Esa mañana, como todos los días, el hombre salió tempranito y compró el mejor cerdo, el más grande del mercado. También compró las mejores verduras: pimentón, cebolla, unos tomates rojos enormes y hasta un par de dientes de ajo... (A él no le gustaba el ajo pero unos días antes lo habían convencido de que era muy bueno para la salud).

El hombre llegó a la casa con un par de bolsas pesadísimas, y como había quedado cerdo asado del día anterior se dedicó a engullirlo. Se lo comió con tanto desespero que hasta olvidó que la perra Chanchita merodeaba por aquellos lados... Y, como era de esperar, la muy golosa se comió todo lo que había en las bolsas, pues a ella le gustaba tanto el cerdo o más que a su amo (y como él, lo engulló todo de un tirón).

Cuando la esposa se enteró de lo sucedido casi le da un soponcio. Para no enfurecer a su esposo -que vivía, quien dice, muerto de hambre- la mujer salió corriendo de la casa y, piensa que te piensa, entró al cementerio, que quedaba tan sólo a dos pasos. Entonces se le ocurrió la idea que la sacaría del apuro: desenterraría un muerto, lo asaría y se lo serviría al hombre en la mesa como si se tratase de su manjar favorito.

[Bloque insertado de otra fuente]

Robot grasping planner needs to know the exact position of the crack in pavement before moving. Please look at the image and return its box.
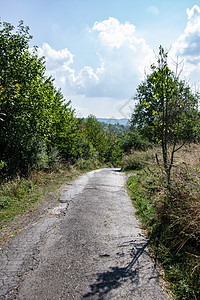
[0,169,172,300]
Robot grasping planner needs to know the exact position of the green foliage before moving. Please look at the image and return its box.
[0,21,77,175]
[131,46,200,184]
[121,130,149,153]
[127,152,200,300]
[121,150,153,171]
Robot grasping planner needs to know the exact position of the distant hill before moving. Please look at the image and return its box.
[98,118,129,126]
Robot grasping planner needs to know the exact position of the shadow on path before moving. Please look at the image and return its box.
[83,241,149,299]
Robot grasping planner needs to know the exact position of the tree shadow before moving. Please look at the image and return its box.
[83,241,148,299]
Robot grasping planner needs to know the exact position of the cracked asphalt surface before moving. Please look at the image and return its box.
[0,169,169,300]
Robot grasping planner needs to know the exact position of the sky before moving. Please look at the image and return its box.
[0,0,200,118]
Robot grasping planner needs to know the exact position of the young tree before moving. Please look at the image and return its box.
[131,46,199,185]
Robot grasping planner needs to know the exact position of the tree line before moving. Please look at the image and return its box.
[0,21,125,177]
[0,21,200,182]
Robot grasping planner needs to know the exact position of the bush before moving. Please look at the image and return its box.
[122,150,153,171]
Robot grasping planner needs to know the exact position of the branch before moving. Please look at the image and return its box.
[174,141,187,152]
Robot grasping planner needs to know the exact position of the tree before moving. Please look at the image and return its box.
[0,21,77,174]
[131,46,199,185]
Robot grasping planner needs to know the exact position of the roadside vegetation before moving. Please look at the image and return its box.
[0,21,126,229]
[0,21,200,300]
[122,47,200,299]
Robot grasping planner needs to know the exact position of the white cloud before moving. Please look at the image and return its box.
[172,5,200,82]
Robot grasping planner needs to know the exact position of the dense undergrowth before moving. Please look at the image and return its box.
[0,160,100,230]
[122,145,200,299]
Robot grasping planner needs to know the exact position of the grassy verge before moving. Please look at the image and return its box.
[123,146,200,300]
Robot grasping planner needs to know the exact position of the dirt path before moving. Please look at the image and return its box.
[0,169,171,300]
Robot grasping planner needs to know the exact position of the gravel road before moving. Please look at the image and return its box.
[0,169,169,300]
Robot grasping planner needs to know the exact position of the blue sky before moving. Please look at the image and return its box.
[0,0,200,118]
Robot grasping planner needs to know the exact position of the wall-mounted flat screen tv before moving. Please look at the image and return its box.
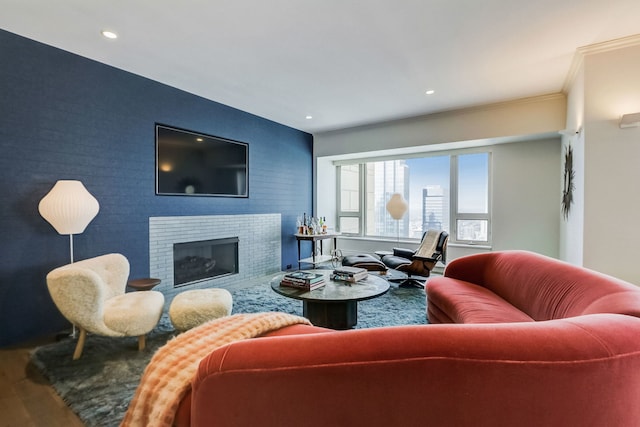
[156,124,249,197]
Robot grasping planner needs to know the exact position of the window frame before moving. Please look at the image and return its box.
[334,148,493,246]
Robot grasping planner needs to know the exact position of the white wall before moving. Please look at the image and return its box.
[492,140,561,257]
[560,68,584,266]
[314,95,566,259]
[584,46,640,285]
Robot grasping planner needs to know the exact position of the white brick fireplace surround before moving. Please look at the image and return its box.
[149,214,282,299]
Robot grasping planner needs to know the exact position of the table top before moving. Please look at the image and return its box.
[127,277,161,291]
[269,270,389,302]
[294,233,340,240]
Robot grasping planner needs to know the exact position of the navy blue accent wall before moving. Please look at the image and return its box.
[0,30,313,346]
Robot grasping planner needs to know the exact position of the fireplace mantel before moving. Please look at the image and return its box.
[149,214,282,296]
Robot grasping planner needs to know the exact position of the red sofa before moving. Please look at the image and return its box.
[176,254,640,427]
[426,251,640,324]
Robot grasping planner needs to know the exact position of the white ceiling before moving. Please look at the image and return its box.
[0,0,640,133]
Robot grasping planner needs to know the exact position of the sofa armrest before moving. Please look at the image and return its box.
[192,315,640,427]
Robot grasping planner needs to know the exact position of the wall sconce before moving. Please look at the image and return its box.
[620,113,640,129]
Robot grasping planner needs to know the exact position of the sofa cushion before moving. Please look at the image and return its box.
[445,251,640,320]
[426,277,533,323]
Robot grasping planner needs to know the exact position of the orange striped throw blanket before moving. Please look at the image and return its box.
[121,312,310,427]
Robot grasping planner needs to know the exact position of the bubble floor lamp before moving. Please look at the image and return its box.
[38,180,100,263]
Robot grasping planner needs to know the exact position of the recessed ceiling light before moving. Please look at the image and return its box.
[100,30,118,40]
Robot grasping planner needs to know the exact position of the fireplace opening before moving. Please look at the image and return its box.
[173,237,238,287]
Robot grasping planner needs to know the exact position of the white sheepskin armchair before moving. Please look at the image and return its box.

No sabía bien a quien desenterrar, pero ¡zas!, por arte de magia, apareció una tumba y, como no tenía flores, dedujo que el muerto tampoco tendría dolientes. Sin meditarlo mucho logró desenterrar un brazo y cuando llegó a su casa lo sazonó con todos los condimentos. Luego lo asó y se lo sirvió al hombre.

Como es de suponer, el marido no sólo no se dio cuenta de que estaba comiendo asado de muerto en vez de cerdo, sino que alabó como nunca antes las habilidades culinarias de su esposa y le dijo:
- Maria Mandula, éste es el más exquisito cerdo que has cocinado en toda tu vida. ¡Eres la mejor cocinera del mundo! Mañana, en vez de un cerdo, compraré dos, porque uno ya me está pareciendo poco...

Dicen que así como el hombre estaba siempre muerto de hambre, la mujer vivía muerta de risa y con aquellas palabras del esposo rio aún mucho más... "¡Aquel comelón se tragó un muerto sin darse cuenta...!", pensaba entre carcajadas.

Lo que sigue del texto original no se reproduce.